The rise of gamification within the legal sector is again in evidence (five years after Deloitte predicted gamification as a top 10 tech trend) as Taylor Wessing becomes the first law firm to trial a new video game to assess its trainees’ personality and aptitude.
Cosmic Cadet from psychometric game developer Arctic Shores is being used by Taylor Wessing alongside its traditional assessment methods, after Clifford Chance used the game to test its interns in the summer of 2016. Law firms including Slaughter and May, Withers and Charles Russell Speechlys have also shown interest in the game, with others expected to follow.
Taylor Wessing ran an internal trial of Cosmic Cadet in May of 2016, testing its existing trainees in order to begin validating the results.
With law firms often inundated with applications for training contracts, Cosmic Cadet is used at the very beginning of the application process to help firms decide which candidates should be put forward for interview. The game, which is designed to run alongside rather than be a substitute for more traditional aptitude tests, assesses areas such as candidates’ approach to risk and ability to innovate, social skills and performance under pressure.
The results are ultimately weighted towards a firm’s preferences and, speaking to Legal IT Insider, Arctic Shores founder and managing director Robert Newry, said: “A firm will measure the data we collect against existing people to validate the data and how that matches against what ‘good’ looks like. What you want is to know how the different traits are weighted – we create a bespoke algorithm for each firm and measure it against existing staff. For some firms, learning agility may be more important, or the potential to innovate.”
Candidates are given six challenges and Newry says: “As long as you have a working digit on your hand you can perform the tasks.” The games requires participants to move from planet to planet, with the challenges becoming harder as they move through the planets.
Feedback at Taylor Wessing, where the initiative is being run by graduate recruitment manager Sarah Harte and graduate recruitment partner Amar Ali, has been very positive so far.
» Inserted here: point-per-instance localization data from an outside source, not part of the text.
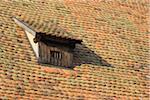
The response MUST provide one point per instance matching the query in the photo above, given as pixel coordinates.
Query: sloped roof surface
(111, 64)
(48, 28)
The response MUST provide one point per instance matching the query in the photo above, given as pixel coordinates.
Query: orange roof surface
(111, 64)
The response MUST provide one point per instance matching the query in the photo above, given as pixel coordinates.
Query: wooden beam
(24, 26)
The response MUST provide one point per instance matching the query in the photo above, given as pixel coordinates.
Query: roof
(111, 64)
(48, 29)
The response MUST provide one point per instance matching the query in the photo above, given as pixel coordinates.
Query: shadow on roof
(83, 55)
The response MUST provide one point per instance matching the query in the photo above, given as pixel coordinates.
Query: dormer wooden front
(51, 48)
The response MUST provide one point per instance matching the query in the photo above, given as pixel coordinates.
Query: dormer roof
(50, 29)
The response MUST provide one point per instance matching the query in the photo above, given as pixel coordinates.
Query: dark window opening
(56, 54)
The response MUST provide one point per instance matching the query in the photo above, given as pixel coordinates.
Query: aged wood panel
(55, 56)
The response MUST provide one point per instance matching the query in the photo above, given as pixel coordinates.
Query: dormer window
(55, 48)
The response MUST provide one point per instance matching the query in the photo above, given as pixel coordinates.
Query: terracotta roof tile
(112, 63)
The UK top 30 firm is using Cosmic Cadet alongside its current recruitment process but not yet relying on the results, with plans to roll out the game more fully in October 2017 if it complements its existing process. Harte said: “One of the biggest attractions for us is the feedback from candidates, who are really positive about it and say it was an enjoyable part of the process.”
For firms that use numerical reasoning tests (Taylor Wessing does not), such tests can be biased towards higher socio-economic groups and men. Newry says: “Firms are trying to deal with the social impact problem in other ways but what else is out there before we came along and said ‘you can measure cognitive ability in an engaging way that doesn’t put people through a stressful aptitude test?’
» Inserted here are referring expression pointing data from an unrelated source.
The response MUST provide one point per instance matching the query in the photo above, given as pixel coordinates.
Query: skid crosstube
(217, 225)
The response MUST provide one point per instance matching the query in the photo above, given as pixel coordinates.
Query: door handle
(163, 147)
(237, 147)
“If someone is on the threshold, this is another data source so that rather than rejecting the candidate outright, they may be shown to be a really good fit in terms of personality traits.”
Arctic Shores also sends each candidate a report about the assessment and Newry adds: “The biggest complaint among candidates is that they put in hours and hours of effort applying for a job and at best get an email back saying they haven’t been accepted. We send them a really nice report, which gives them a better understanding of their strengths and personality traits and can help steer them towards firms that are looking for those qualities.”
Dentons is currently running a trial of Cosmic Cadet in Dubai while outside of legal, the game is used by the likes of Deloitte and RBS on the graduate recruitment side and by Vodafone in its call centres and retail outlets.
Next year the company plans to launch ‘Skyrise City’, a game designed to assess senior management hires through simulation.
Arctic Shores was founded in 2013 and in April 2014 it received a grant from Innovate UK to trial and develop the software. In 2015 it won an award for innovation from the Department for International Trade, Innovate 2015.